Die Anfrage wurde an die Bezirksstadträtin für Bürgerdienst, Ordnungsamt, Straßen und Grünflächen Christine Heiß (Bündnis 90/Die Grünen) weitergeleitet.

Nun liegt seit dem 21. März 2017 die Beantwortung durch den zuständigen Fachbereich vor, die wir hier ungekürzt veröffentlichen: „Im Winter 2015/16 wurden auf diesem Spielplatz die Sträucher im vorderen Bereich zurückgeschnitten und im Sommer 2016 wurde auf diesem Spielplatz eine maschinelle Sandreinigung der Fallschutzflächen durchgeführt. Durch eine beauftragte Firma wird der Spielplatz im Sommer zweimal wöchentlich und im Winter einmal wöchentlich gereinigt (inklusive Papierkorbentleerung). Zusätzlich hat sich bis zum Herbst 2016 eine Maßnahme des Job-Centers um die Beseitigung von Wildwuchs und Sauberkeit gekümmert.

Im Juni 2016 hat die Spielplatzkommission den Spielplatz besichtigt und festgelegt, dass im vorderen Bereich in 2016 eine neue Schaukel aufgestellt werden soll. Ab Herbst 2016 soll der hintere Bereich durch die Auszubildenden des Fachbereich Grünflächen umgestaltet werden.

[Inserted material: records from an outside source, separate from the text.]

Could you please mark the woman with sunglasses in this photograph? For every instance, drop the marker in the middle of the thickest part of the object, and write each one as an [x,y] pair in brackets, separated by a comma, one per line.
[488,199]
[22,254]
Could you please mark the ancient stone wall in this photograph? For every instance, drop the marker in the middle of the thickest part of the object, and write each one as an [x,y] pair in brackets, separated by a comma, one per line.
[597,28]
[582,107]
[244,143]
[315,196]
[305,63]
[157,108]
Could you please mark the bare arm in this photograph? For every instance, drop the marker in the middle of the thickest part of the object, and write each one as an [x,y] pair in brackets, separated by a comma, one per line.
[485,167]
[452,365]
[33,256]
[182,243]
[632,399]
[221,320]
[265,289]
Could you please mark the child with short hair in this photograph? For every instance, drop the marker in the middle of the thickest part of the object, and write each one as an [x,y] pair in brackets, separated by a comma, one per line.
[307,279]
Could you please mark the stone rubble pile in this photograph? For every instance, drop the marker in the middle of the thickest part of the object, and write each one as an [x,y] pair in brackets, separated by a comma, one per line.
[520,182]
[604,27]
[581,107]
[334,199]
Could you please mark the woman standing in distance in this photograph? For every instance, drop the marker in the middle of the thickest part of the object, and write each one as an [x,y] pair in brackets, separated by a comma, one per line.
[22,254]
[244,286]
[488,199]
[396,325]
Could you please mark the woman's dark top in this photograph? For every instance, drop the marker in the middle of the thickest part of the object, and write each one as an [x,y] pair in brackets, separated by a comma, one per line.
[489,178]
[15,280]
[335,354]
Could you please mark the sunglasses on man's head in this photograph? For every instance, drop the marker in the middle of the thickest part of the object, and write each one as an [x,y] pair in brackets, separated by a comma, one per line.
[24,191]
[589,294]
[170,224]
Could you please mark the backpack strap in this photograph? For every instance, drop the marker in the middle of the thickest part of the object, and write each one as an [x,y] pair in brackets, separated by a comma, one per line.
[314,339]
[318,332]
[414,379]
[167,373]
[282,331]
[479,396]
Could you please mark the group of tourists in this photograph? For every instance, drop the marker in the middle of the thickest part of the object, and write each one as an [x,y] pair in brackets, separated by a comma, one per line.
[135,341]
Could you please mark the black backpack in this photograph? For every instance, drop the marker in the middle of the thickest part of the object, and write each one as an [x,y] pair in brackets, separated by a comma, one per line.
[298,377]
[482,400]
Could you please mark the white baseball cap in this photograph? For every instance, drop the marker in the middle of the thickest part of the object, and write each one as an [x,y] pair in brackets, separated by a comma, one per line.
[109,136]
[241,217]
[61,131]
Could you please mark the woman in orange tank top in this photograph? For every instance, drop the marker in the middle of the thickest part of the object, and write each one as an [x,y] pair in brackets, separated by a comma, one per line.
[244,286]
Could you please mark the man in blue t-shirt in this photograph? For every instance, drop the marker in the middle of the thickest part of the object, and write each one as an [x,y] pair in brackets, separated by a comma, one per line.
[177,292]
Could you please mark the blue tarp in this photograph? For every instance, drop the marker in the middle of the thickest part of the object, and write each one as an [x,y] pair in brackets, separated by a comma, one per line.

Hier soll eine große Sandfläche mit neuen Klettermöglichkeiten und eine neue Matschanlage entstehen. Der vordere Bereich mit der Kletterkombination aus 2014 sowie die Drehscheibe bleiben dabei erhalten und steht auch während der Bautätigkeit zur Verfügung. Durch diese Erneuerungsmaßnahmen wird der Spielplatz in diesem Jahr wieder attraktiver werden“.

Die Beantwortung bezieht sich offensichtlich auf Maßnahmen aus dem Jahr 2016 und ist daher nicht immer ganz nachzuvollziehen. Es kann nicht beurteilt werden, was letztendlich davon umgesetzt wurde. Die konkrete Situation Mitte März 2017 sieht nicht ganz so optimistisch aus, wie auch Marianne Rath findet. Jedenfalls hat sie nach in Augenscheinnahme nicht den Eindruck, dass es so gepflegt ist, wie es die Beantwortung der Anfrage erwarten lässt. Sie machte dann auch eigene Fotos.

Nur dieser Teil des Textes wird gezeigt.